Expenses. It’s crucial to ensure money is being spent in the most effective manner possible to improve the value of the property/company. For example, increasing the budget allocated to the marketing department of a company that’s launching a new product may be a good use of expenses to increase the overall value of the company. Likewise, spending money on carpet, paint and landscaping to update a rental property and increase rent may boost your bottom line.

Debt. While you may have been conditioned to think debt is bad, it’s not always the case. In fact, getting good debt will most likely be part of your plan to financial independence. How does it work? If borrowed money is spent on consumption, such as a vacation or new shoes you charge to your credit card, then that’s bad debt.

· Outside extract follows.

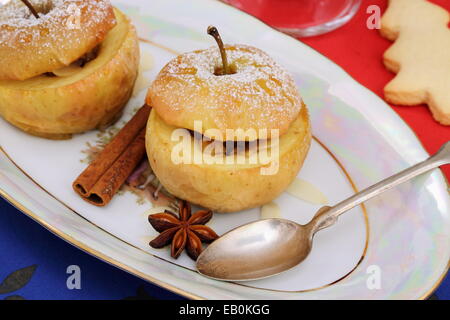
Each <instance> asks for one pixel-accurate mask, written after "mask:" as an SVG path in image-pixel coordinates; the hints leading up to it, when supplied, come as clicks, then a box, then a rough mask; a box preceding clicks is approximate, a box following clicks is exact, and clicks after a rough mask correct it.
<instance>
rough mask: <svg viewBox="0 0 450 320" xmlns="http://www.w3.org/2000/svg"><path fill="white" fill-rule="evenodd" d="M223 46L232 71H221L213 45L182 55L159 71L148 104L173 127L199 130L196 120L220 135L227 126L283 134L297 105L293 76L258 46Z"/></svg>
mask: <svg viewBox="0 0 450 320" xmlns="http://www.w3.org/2000/svg"><path fill="white" fill-rule="evenodd" d="M225 48H226V53H227V56H228V61H229V65H230V70H231V74H222V73H221V66H222V62H221V55H220V51H219V50H218V49H217V47H211V48H209V49H206V50H197V51H193V52H188V53H184V54H181V55H180V56H178V57H176V58H174V59H173V60H171V61H170V62H169V63H168V64H167V65H166V66H165V67H164V68H163V69H162V70H161V71H160V73H159V74H158V76H157V77H156V79H155V81H154V82H153V83H152V85H151V87H150V88H149V90H148V94H147V98H146V102H147V104H149V105H151V106H152V107H153V108H154V109H155V111H156V112H157V113H158V115H159V116H160V117H161V119H162V120H163V121H165V122H166V123H167V124H169V125H172V126H175V127H179V128H186V129H189V130H195V129H197V130H195V131H199V130H198V127H194V125H195V121H201V130H200V131H201V132H200V133H202V134H205V131H207V130H208V129H218V130H220V132H221V133H222V134H223V135H224V136H225V134H226V130H227V129H233V130H237V129H243V130H248V129H255V130H256V133H257V134H259V132H260V130H261V129H267V130H268V132H269V134H270V131H271V130H272V129H276V130H278V134H279V135H280V136H281V135H283V134H285V133H286V132H287V131H288V129H289V126H290V125H291V123H292V122H293V121H294V120H295V119H296V118H297V117H298V114H299V112H300V110H301V108H302V99H301V97H300V94H299V92H298V90H297V87H296V85H295V82H294V80H293V78H292V76H291V75H290V74H289V73H288V72H287V71H286V70H285V69H284V68H282V67H281V66H280V65H279V64H278V63H276V62H275V61H274V60H273V59H272V58H271V57H270V56H269V55H267V54H266V53H265V52H263V51H262V50H260V49H257V48H255V47H252V46H247V45H233V46H225ZM266 137H267V136H264V138H266ZM257 138H259V136H258V137H257Z"/></svg>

Bad debt is also debt that you pay for out of your own pocket. Good debt, on the other hand, is debt that someone else pays for you. For example, our tax strategist, Tom Wheelwright, borrowed money to grow his business in its early years. That debt was paid back out of the positive cash flow of his business. Similarly, when you purchase a rental property, you will most likely have a mortgage or loan on the property. If you manage the property well, then the rent from the tenant pays the monthly mortgage payment — another example of good debt.

Putting These Numbers into Action

Now that you have a cheat sheet of these important terms and their definitions, it’s time to analyze a few investment deals to see how the numbers shake out. Pages 137-143 in my book, “It’s Rising Time” will walk you through several scenarios and how to properly assess their financials. If you’re serious about taking action on your financial dreams, then this is the perfect place to start. And remember: Each number is a clue that helps you find the truth about an investment opportunity. There’s no reason to feel “numb” by the process. The more exposure you have to these numbers, the more comfortable you will become finding and using them.